Namibia is one of 19 Commonwealth nations on the African continent that will this year participate in the Queen’s Baton Relay, which has been the curtain raiser to every Commonwealth Games since 1958 in Cardiff, Wales. 

The relay for the 2022 Games commenced on 7 October 2021, and will travel over 140 000 kilometres for more than 290 days through 72 Commonwealth nations and territories.

Namibia hosted the baton relay in 2005, 2009, 2013 and 2017. It will come to Namibia from South Africa, and then travel to Eswatini.

The Queen’s Baton Relay is one of the great traditions of the Commonwealth Games, and over the years, has evolved into a powerful symbol of unity and diversity of the Commonwealth of Nations.

Speaking at the official announcement yesterday in the capital, Namibia National Olympic Committee (NNOC) president Abner Xoagub said the Queen’s Baton Relay spreads and carries the core values of the Commonwealth Games Federation, which are humanity, equality and destiny. 

“It celebrates in bringing people from diverse cultures together, and embodies inspirational stories of baton bearers from all walks of live,” he said.

Xoagub added that the NNOC will strive to involve as many Namibians as possible in the relay, and guarantee the relay will be a memorable event.

Speaking at the same event, executive director in the sports ministry, Audrin Mathe said the arrival of the Queen’s Baton Relay in the country will guarantee Namibia’s readiness for the Commonwealth Games. 

“This will also be a perfect opportunity for Namibia to showcase what our country can offer.

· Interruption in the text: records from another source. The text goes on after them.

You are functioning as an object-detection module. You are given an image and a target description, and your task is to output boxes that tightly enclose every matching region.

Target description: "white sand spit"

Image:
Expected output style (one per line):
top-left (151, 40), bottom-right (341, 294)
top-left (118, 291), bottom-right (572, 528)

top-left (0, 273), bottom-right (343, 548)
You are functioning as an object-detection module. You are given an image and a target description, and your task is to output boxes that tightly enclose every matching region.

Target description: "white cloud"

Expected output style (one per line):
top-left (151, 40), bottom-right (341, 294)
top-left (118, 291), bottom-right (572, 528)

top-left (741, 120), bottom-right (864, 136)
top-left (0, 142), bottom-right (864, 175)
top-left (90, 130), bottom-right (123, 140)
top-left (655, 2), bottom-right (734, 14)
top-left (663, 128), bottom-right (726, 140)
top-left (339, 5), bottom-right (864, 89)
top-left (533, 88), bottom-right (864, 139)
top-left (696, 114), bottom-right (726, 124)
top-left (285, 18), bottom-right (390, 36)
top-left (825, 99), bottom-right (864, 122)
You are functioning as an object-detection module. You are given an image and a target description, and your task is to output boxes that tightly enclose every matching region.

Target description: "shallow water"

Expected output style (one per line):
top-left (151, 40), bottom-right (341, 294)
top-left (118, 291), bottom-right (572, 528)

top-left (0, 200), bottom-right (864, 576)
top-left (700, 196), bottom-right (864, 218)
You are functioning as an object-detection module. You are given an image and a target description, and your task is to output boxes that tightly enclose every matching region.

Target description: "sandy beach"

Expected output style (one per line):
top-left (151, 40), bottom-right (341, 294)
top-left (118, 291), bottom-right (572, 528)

With the Region Five Games set for December this year, it would mean preparations for the Commonwealth Games continue from there,” he added.

Meanwhile, Deputy High Commissioner of the British High Commission, Charlote Fenton said she knows the people of Namibia will welcome the baton, and embrace the opportunity to share all that the wonderful cultures here have to offer to the world, while “building on the success of the Olympics this year, where we saw personal bests, new national records, and of course Christine Mboma winning the silver medal and setting a new world record”.

She said Birmingham 2022 looks set to be another opportunity to see the best of Namibian athletes shining brightly in the world.